# M5: First Look at the Data

Not the world's prettiest notebook, but good enough to get a feel for the data in this competition and how to use it.

***

### Loading packages

In [None]:
import os
import numpy as np 
import pandas as pd
import matplotlib.pyplot as plt
import seaborn as sns

## Input files
***
### File Paths

In [None]:
files = {}
for dirname, _, filenames in os.walk('/kaggle/input'):
    for filename in filenames:
        files[filename[:4]] = os.path.join(dirname, filename)
files

### Loading files

Seems like the data is not too big, all can be loaded in one go in around 12 seconds.

In [None]:
%%time
train_df, cal_df, prc_df, sub_df = [pd.read_csv(files[f]) for f in ['sale', 'cale', 'sell', 'samp']]

## Understanding the data

***

### Training data

* The primary key is the `id`, which is a combination of all remaining categorical columns:
  * `item_id` = `dept_id` + `_{nnn}`; `dept_id` = `cat_id` + `_{n}` 
  * `store_id` = `state_id` + `_{n}`
* Item sales are stored in wide format in columns `d_1`, ... `d_1913`
  * These are the **target (y)** values for training!

In [None]:
train_df.sample(5)

In [None]:
print("There are %d unique item ids to forecast!"%train_df.shape[0])

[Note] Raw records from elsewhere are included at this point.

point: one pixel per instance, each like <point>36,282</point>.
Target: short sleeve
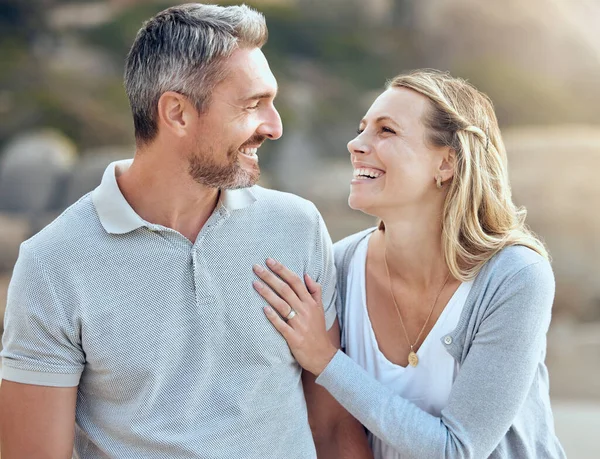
<point>325,271</point>
<point>41,341</point>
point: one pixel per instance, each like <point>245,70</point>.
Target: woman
<point>444,307</point>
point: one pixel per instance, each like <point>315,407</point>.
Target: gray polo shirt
<point>166,339</point>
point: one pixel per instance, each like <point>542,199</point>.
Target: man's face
<point>240,117</point>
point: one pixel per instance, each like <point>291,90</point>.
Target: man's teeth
<point>363,172</point>
<point>248,151</point>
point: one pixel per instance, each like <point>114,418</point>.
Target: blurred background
<point>64,116</point>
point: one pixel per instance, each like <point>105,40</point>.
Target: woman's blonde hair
<point>479,217</point>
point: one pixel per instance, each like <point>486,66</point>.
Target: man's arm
<point>336,433</point>
<point>36,421</point>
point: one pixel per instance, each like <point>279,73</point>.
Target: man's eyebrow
<point>263,95</point>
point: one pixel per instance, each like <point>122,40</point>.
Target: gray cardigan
<point>499,405</point>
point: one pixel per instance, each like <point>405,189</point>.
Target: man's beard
<point>204,170</point>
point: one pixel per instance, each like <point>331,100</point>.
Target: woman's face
<point>394,167</point>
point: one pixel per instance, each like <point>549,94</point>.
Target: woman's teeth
<point>369,173</point>
<point>249,152</point>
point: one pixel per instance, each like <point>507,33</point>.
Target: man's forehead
<point>250,76</point>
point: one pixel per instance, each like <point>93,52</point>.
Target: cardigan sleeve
<point>491,386</point>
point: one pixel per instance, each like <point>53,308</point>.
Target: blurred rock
<point>32,169</point>
<point>14,229</point>
<point>554,174</point>
<point>87,174</point>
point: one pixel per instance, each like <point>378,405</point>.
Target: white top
<point>428,384</point>
<point>166,339</point>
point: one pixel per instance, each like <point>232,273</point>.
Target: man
<point>132,328</point>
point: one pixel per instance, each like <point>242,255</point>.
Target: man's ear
<point>174,113</point>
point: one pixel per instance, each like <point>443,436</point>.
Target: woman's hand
<point>305,330</point>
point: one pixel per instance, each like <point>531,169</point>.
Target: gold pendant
<point>413,359</point>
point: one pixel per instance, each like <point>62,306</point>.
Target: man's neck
<point>162,192</point>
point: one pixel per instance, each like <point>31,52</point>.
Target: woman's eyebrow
<point>379,119</point>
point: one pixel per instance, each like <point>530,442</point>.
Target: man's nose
<point>271,127</point>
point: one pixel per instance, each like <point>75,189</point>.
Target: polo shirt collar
<point>118,217</point>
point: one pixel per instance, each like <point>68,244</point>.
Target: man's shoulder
<point>284,203</point>
<point>70,229</point>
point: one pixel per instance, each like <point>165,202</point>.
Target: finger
<point>314,289</point>
<point>279,286</point>
<point>270,297</point>
<point>291,278</point>
<point>280,325</point>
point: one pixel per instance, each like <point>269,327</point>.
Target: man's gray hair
<point>182,49</point>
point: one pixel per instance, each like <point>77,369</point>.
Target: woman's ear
<point>447,163</point>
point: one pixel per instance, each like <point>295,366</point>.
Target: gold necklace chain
<point>412,356</point>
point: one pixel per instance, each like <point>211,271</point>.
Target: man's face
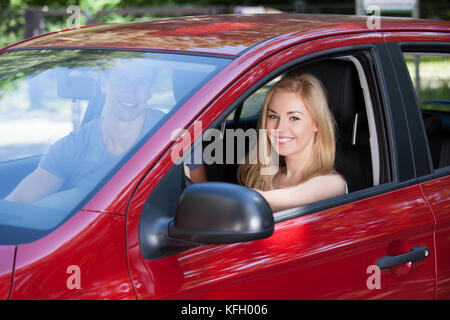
<point>127,90</point>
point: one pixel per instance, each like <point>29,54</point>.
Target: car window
<point>358,156</point>
<point>68,118</point>
<point>430,75</point>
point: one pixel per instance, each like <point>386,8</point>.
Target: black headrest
<point>341,82</point>
<point>432,122</point>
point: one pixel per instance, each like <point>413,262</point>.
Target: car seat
<point>345,100</point>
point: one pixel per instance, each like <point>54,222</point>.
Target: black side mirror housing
<point>217,212</point>
<point>177,217</point>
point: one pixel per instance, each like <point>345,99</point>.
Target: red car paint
<point>324,255</point>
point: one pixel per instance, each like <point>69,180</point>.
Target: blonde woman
<point>301,129</point>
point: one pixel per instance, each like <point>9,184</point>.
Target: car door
<point>6,269</point>
<point>428,108</point>
<point>326,250</point>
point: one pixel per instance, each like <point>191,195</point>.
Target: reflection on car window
<point>68,117</point>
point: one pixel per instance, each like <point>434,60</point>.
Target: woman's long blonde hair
<point>310,89</point>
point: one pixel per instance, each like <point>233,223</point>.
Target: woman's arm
<point>315,189</point>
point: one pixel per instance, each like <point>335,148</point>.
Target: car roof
<point>219,34</point>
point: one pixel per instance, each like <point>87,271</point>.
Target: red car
<point>135,228</point>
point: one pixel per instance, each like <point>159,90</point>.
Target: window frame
<point>398,176</point>
<point>419,140</point>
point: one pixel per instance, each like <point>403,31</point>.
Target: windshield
<point>69,117</point>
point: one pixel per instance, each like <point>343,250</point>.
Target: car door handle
<point>416,254</point>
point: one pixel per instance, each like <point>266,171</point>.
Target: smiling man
<point>86,155</point>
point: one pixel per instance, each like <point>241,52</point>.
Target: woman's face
<point>290,128</point>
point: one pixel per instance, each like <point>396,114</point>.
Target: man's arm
<point>37,185</point>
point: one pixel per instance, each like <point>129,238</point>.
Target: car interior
<point>437,127</point>
<point>346,100</point>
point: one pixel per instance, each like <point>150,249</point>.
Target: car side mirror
<point>177,217</point>
<point>217,213</point>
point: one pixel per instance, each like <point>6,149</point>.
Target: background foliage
<point>12,12</point>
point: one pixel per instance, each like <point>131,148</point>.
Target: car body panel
<point>323,255</point>
<point>224,266</point>
<point>220,34</point>
<point>91,242</point>
<point>437,195</point>
<point>7,254</point>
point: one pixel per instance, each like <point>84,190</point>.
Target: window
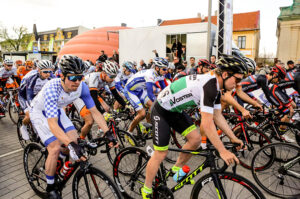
<point>242,42</point>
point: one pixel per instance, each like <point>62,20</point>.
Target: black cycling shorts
<point>163,120</point>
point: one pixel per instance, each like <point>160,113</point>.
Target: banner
<point>51,42</point>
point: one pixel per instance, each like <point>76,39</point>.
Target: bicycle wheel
<point>257,139</point>
<point>124,139</point>
<point>13,112</point>
<point>94,183</point>
<point>270,174</point>
<point>34,164</point>
<point>129,171</point>
<point>232,186</point>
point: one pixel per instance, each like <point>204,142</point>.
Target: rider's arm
<point>117,96</point>
<point>149,87</point>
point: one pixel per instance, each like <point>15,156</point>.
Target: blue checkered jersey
<point>52,97</point>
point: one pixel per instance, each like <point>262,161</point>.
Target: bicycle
<point>275,168</point>
<point>88,181</point>
<point>129,174</point>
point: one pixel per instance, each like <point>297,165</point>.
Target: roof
<point>241,21</point>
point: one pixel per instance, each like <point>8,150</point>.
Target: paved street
<point>13,183</point>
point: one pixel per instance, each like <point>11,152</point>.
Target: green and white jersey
<point>192,91</point>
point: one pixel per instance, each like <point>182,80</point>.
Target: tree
<point>18,38</point>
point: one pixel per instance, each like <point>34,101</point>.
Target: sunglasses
<point>47,71</point>
<point>237,79</point>
<point>74,78</point>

One thing that should be noted is that the are **a lot** of items with days that have no sales, as shown in the figure below (where blue represents days with sales).
* It is quite possible that some items weren't selling from the very beggining which seems to be confirmed by price data (see the section on the price data).

In [None]:
n = 100 # number of items to sample
sales = train_df[[c for c in train_df.columns if c.startswith('d_')]].sample(n)
fig, ax = plt.subplots(1, 1, facecolor='w', figsize=(15,10))
ax = sns.heatmap(sales>0, cbar=False, xticklabels=False, yticklabels=False, cmap="GnBu")
plt.title("Heatmap of >0 sales indicator for %d randomly selected items"%n, fontsize=16)
plt.ylabel("Items")
plt.xlabel("Time")
plt.show()

### Submission file

The submission file requires two types of predictions:

* `'validation'`: this is for the initial training stage and covers `d_1914` to `d_1941`
* `'evaluation'`: this is for the final submission stage and covers `d_1942` to `d_1969`

In [None]:
sub_df['type'] = sub_df['id'].apply(lambda x: x.split('_')[-1]).astype('category')
sub_df['type'].value_counts()

Since we currently only have `'validation'` stage data, we should extract only `id`s that have the `'validation'` suffix, which can be matched against the `id` column from `train_df`:

In [None]:
val_df = sub_df[sub_df['type']=='validation'].drop('type',1)
val_df.sample(5)

### Calendar Data

The calendar data contains day-specific information for **all** 1969 days in the training, validation and evaluation time periods. These can be used as features for the training set, using the `d` column for merging - and can be used for forecasting since they are known ex ante.

In [None]:
print("First 3 rows of the calendar data:")
display(cal_df.head(3))
print("Last 3 rows of the calendar data:")
display(cal_df.tail(3))

### Price data

The price data contains weekly prices for every `id`, spanning the training, validation and evaluation periods.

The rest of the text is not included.